Willi Carlisle – Critterland (Signature Sounds)
With his breakthrough 2022 album, Peculiar, Missouri, Arkansas native Willi presented himself as a kind of throwback rural entertainer, a musician willing to go to any lengths to get a crowd on his side, while performing songs grounded in the culture of rural America. The follow-up, Critterland, continues to build Willi’s legend with 10 densely lyrical tales constructed around simple clawhammer banjo parts, beginning with the title track containing such lines as, “When marauders come ‘cause the apocalypse is nigh, I want my rifle on my shoulder, my lover by my side.” While this could have easily been cribbed from a song recorded in the ‘30s, Willi sings it with convincing immediacy. The same can be said of “Dry County Dust,” with its images of chickens in the back yard, preserves in jars, and mama in the kitchen singing “sweet by-and-by.” It’s all strong stuff resting on a simple foundation that culminates with the devastating “When The Pills Wear Off” and the epic, seven-minute, half-spoken closer “The Money Grows On Trees,” which makes growing marijuana in the ‘80s sound like ancient history. Critterland is a lot to take in, but if you can absorb it, you’ll be immediately convinced that Willi Carlisle is one of the most compelling songwriters around right now.
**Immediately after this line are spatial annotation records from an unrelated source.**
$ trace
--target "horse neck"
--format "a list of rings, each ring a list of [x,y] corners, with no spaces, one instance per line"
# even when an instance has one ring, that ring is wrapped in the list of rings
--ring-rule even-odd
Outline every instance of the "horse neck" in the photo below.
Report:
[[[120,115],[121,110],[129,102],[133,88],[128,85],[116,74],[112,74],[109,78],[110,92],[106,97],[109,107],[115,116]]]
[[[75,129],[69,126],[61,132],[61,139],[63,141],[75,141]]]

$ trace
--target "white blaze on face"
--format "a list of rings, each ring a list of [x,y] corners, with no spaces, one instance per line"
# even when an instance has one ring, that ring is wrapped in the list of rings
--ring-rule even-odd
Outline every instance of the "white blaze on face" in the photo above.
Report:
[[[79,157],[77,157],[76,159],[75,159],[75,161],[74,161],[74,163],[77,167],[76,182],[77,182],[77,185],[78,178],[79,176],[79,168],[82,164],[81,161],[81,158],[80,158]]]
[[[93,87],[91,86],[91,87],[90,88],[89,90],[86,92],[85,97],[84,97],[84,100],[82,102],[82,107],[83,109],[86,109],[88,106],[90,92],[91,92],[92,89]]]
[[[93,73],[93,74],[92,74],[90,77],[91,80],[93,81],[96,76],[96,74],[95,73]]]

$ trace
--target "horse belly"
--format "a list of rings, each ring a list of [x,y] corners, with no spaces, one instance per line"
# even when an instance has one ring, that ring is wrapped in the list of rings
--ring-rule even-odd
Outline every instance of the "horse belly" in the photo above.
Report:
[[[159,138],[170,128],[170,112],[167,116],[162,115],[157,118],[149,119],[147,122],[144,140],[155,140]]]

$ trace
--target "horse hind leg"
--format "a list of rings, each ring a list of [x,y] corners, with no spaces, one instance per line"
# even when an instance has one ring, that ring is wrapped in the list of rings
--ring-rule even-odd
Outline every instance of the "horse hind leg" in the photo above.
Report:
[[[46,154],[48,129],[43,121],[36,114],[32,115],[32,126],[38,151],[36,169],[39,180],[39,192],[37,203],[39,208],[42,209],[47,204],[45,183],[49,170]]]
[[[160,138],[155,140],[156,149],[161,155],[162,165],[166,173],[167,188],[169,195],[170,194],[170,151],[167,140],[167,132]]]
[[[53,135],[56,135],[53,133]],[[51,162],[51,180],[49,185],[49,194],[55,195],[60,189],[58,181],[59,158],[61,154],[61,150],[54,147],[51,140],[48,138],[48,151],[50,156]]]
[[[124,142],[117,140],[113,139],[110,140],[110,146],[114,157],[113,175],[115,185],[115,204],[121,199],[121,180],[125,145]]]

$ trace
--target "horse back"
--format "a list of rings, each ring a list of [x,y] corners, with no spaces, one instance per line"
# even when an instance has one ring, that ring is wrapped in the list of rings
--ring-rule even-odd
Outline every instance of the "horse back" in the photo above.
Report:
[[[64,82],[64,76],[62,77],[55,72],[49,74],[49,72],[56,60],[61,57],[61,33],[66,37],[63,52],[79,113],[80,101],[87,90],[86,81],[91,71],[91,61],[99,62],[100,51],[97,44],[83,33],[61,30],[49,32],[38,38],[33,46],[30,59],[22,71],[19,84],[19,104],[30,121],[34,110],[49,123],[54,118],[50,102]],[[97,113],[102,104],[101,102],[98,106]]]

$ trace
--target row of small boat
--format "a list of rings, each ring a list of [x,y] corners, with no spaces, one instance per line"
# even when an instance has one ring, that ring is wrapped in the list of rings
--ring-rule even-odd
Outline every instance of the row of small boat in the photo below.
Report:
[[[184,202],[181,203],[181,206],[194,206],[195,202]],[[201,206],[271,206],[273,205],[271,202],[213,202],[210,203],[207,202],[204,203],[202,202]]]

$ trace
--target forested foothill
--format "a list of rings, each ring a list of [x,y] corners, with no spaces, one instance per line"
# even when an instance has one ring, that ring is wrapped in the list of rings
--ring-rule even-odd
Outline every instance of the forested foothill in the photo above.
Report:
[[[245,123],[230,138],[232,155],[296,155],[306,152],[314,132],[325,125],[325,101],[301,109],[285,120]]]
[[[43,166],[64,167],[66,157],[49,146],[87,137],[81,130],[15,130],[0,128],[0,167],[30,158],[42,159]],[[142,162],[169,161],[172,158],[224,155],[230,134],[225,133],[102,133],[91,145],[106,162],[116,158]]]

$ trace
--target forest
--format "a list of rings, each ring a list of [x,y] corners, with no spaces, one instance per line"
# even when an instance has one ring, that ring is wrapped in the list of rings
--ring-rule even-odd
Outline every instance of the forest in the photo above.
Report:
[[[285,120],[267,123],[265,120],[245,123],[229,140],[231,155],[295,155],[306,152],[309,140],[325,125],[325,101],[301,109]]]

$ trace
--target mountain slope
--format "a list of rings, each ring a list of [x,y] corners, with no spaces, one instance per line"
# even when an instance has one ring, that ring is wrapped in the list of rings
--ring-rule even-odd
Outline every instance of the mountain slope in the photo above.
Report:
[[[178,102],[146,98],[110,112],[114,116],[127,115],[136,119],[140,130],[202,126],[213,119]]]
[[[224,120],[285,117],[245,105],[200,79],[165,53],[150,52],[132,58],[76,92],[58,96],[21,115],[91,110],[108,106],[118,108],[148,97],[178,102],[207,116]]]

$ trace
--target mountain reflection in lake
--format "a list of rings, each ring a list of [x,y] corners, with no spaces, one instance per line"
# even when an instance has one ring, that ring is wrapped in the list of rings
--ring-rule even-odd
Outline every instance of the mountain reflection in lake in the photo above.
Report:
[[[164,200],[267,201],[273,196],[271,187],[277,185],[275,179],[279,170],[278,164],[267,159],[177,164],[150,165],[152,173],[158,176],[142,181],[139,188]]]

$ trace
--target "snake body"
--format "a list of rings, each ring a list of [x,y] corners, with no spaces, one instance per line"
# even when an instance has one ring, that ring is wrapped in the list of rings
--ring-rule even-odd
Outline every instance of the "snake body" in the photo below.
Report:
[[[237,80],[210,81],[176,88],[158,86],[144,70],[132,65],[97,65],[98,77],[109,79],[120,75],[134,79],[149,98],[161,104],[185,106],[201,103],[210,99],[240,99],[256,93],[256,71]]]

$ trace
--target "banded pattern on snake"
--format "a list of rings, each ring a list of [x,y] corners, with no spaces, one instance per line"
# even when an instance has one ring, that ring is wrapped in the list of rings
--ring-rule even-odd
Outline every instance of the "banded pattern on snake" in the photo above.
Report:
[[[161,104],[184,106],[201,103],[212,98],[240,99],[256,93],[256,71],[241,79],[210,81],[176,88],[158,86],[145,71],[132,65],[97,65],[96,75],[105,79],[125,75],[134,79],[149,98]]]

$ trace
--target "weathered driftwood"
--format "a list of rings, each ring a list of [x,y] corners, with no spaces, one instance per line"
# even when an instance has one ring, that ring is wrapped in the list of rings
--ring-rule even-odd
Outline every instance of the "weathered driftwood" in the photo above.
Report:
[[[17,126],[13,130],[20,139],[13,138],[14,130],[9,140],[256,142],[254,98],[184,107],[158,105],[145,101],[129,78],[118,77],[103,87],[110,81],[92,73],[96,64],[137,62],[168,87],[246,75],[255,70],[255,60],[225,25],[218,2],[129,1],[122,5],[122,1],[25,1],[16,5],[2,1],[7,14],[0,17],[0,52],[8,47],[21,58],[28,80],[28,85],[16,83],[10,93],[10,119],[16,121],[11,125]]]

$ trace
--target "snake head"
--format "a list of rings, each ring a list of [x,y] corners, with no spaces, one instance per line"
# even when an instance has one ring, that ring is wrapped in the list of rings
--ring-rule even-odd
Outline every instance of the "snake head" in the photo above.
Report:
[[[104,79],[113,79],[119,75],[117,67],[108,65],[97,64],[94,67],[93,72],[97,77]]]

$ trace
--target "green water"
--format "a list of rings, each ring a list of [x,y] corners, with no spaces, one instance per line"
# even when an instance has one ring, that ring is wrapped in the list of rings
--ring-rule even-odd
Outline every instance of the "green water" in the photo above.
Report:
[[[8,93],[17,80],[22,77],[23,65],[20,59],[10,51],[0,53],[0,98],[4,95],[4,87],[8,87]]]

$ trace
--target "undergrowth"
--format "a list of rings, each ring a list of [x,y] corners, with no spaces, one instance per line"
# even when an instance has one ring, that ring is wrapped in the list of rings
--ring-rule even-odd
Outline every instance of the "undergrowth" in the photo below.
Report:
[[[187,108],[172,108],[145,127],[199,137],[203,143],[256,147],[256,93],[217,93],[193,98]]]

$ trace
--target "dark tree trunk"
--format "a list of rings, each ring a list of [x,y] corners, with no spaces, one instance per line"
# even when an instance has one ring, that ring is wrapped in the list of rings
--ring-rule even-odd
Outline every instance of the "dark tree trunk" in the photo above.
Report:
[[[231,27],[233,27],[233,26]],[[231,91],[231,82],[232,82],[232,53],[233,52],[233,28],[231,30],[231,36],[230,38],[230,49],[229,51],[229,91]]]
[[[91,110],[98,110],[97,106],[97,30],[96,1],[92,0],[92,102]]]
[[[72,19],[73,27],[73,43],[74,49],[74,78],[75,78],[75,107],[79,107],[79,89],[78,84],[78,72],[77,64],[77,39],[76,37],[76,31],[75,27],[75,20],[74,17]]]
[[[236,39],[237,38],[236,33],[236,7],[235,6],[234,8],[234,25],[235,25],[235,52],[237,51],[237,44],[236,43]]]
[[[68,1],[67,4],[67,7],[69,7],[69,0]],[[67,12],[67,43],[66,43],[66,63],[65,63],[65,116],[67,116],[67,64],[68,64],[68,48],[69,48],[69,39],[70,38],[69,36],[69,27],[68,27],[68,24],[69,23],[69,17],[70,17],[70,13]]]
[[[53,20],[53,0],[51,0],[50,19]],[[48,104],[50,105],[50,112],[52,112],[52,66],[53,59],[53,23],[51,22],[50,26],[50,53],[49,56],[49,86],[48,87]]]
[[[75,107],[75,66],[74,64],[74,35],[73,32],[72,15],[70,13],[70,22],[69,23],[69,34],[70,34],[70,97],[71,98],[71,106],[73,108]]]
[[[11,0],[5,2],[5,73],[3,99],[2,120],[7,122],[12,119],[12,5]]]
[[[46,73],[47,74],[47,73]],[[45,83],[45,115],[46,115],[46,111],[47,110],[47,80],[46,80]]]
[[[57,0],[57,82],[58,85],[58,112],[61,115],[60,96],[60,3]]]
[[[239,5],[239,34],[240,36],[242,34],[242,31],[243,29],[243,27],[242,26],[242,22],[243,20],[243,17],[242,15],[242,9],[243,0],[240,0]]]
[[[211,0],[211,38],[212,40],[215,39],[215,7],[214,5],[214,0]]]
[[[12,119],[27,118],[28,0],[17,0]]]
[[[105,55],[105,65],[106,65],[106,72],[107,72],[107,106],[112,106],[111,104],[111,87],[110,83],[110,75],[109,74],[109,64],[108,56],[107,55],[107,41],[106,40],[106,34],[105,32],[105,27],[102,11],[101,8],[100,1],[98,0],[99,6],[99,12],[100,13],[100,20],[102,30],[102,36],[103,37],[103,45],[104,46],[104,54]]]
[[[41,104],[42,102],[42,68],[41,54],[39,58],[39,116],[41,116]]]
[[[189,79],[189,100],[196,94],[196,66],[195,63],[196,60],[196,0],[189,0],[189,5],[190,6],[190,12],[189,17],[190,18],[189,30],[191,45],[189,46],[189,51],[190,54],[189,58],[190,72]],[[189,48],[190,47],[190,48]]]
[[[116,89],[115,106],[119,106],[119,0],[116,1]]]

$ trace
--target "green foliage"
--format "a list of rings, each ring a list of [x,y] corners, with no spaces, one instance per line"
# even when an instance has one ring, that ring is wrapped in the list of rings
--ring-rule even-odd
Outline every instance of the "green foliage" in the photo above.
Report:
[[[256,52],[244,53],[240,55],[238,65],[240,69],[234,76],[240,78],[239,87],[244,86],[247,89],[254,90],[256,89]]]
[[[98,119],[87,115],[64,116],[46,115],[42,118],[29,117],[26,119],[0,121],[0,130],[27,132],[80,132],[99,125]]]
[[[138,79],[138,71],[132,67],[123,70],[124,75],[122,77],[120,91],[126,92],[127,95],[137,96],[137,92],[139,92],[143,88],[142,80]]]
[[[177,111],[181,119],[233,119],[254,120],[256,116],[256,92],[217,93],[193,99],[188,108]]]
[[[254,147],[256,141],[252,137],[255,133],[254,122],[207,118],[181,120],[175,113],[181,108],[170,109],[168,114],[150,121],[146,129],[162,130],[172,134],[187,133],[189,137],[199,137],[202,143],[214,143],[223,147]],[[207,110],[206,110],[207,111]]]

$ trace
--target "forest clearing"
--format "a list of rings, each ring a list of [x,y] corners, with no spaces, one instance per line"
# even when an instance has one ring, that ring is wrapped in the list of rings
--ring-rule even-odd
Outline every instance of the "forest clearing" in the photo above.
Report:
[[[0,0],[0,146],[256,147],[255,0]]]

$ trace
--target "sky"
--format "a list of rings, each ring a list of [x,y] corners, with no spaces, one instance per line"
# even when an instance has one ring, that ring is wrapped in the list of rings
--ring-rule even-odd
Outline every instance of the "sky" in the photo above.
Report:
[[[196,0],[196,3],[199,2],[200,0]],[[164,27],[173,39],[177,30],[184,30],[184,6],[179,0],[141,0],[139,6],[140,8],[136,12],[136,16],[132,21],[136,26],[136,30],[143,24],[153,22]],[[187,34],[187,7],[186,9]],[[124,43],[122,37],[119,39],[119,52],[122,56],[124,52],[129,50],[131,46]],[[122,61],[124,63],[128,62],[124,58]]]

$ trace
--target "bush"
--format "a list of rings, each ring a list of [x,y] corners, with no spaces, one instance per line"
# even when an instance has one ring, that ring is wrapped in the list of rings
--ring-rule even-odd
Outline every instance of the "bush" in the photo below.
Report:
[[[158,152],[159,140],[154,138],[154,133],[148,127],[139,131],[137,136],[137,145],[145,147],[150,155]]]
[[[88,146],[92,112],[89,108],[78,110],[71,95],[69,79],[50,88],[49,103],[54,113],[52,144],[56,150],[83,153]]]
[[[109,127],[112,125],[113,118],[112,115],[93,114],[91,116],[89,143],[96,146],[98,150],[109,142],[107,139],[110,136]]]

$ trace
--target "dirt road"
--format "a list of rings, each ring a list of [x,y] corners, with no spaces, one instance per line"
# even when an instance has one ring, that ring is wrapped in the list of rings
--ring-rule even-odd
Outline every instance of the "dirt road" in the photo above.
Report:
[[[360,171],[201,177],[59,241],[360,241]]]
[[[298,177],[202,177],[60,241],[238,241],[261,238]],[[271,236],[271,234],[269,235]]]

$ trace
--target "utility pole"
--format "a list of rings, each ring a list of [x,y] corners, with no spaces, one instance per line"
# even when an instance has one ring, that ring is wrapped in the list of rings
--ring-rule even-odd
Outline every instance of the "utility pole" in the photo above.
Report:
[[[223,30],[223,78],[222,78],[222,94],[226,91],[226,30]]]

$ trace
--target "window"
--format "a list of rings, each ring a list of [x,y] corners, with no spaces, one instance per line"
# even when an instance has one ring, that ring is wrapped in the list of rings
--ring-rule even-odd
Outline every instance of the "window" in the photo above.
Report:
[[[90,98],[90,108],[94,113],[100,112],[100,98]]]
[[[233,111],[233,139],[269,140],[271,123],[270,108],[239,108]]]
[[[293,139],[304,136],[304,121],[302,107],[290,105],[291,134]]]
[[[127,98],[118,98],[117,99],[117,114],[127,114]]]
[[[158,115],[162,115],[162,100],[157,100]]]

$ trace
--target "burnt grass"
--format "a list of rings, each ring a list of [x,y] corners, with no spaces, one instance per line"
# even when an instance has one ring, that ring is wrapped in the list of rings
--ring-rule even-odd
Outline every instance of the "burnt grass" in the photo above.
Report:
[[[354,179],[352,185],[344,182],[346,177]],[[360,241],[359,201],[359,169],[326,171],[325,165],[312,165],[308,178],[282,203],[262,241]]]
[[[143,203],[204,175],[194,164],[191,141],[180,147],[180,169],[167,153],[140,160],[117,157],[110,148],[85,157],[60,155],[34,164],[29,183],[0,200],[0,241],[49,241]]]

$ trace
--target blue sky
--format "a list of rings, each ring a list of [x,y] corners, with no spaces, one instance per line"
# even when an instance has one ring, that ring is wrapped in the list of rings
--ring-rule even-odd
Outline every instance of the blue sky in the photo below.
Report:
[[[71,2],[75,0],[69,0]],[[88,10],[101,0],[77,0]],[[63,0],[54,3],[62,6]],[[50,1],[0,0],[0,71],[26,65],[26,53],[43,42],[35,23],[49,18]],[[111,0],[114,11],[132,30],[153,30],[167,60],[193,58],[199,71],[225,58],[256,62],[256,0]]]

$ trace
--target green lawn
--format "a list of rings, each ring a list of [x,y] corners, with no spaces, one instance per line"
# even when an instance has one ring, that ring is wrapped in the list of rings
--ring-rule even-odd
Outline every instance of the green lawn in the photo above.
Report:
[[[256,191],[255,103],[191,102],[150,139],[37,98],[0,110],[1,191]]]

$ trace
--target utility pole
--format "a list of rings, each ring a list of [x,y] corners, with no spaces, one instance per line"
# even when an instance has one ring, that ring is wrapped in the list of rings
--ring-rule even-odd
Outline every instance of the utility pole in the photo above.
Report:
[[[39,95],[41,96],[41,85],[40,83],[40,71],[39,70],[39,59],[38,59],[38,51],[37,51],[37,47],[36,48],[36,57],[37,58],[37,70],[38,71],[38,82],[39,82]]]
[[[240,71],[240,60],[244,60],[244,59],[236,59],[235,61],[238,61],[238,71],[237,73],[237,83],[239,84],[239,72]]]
William Elliott Whitmore – Silently, The Mind Breaks (Whitmore Records)
On his first independent release after recording for various labels over the past 25 years, Iowa native Elliott aims for clarity, relying primarily on guitar, banjo and his own voice that contains echoes of Ralph Stanley, Waylon Jennings and others from whom he’s borrowed to craft a sound steeped in Southern Gothic mysticism. The characters he paints within the songs are all easily discernable to anyone familiar with the old, weird America: rounders and outcasts doing whatever is necessary to get through each day, knowing full well those days are likely numbered. But while the material on Silently, The Mind Breaks is often lively and memorable, the promise of full-on psychosis suggested by the album’s title is unfortunately not fulfilled. That’s not necessarily a criticism, but those who enjoyed Elliott’s previous albums like 2009’s Animals In The Dark and 2011’s Field Songs will surely feel as if something’s missing.